QUAD ist Quatsch - reine Blutdruck-Kosmetik!

Betablocker auch als Co-Medikation primär nur zur Blutdrucksenkung verwenden zu wollen, ist nicht evidenzbasiert! Erst n a c h stattgehabtem Herz- und/oder Hirn-Infarkt bzw. bei Herzinsuffizienz wirksam.

Außerdem fehlen harte Endpunkt-Studiendaten, die bei allen Antihypertensiva oder antihypertensiven Interventionen (Nierenarterien-Ablation/renale Denervation, Glomus caroticum Schrittmacher) von wissenschaftlichen Fachgesellschaften gefordert werden.

Irbesartan 37,5 mg, Amlodipin 1,25 mg, Hydrochlorothiazid 6,25 mg und Atenolol 12,5 mg in einer sehr kleinen randomisierten klinischen Studie ist zur Hypothesen-Bildung mit nur 21 Teilnehmern, von denen am Ende nur 18 (!) übrig geblieben sind, ungeeignet.

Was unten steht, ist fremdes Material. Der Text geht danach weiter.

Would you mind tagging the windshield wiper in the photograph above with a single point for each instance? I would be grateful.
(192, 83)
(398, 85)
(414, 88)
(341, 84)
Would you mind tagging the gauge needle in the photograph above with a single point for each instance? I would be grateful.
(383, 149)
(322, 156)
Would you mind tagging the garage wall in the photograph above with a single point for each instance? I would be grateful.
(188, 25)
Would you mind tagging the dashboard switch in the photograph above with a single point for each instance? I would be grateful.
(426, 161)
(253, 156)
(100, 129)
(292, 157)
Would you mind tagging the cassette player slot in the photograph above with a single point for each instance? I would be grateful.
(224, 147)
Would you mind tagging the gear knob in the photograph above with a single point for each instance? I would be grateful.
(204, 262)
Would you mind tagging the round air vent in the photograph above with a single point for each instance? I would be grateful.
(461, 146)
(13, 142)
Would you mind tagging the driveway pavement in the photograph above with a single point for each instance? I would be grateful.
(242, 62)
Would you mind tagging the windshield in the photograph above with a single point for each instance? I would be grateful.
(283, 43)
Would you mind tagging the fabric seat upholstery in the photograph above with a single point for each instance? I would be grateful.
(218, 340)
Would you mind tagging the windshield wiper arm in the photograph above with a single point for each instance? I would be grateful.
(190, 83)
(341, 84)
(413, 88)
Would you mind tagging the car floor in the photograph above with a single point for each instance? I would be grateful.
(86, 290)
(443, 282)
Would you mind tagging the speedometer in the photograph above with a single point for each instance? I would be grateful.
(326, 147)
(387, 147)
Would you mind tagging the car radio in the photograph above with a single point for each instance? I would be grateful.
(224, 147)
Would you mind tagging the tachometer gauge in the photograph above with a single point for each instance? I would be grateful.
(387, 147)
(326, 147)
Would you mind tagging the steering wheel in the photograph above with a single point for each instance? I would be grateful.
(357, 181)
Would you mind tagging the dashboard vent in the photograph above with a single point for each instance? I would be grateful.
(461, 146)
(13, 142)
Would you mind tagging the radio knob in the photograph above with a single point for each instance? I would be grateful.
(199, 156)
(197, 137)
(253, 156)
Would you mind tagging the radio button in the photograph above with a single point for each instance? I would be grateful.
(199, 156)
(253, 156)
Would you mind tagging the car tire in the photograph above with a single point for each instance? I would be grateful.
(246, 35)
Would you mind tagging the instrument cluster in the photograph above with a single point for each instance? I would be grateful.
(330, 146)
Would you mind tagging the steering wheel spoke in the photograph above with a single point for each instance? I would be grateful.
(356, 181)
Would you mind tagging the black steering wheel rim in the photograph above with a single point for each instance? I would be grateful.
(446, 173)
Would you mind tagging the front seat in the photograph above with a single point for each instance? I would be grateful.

Das genügt nicht mal den Kriterien einer "Proof-of-Concept"-Studie. Aber selbst Pilotstudien gehören nun wirklich nicht in den LANCET!

Ein Audi-Quattro mag ja die Verkehrssicherheit erhöhen, aber eine 4-fach Kombi ist doch schon als Polypille gescheitert! Oder wollen die Autoren ihre Quad-Pille etwa gleich ins Trinkwasser tun?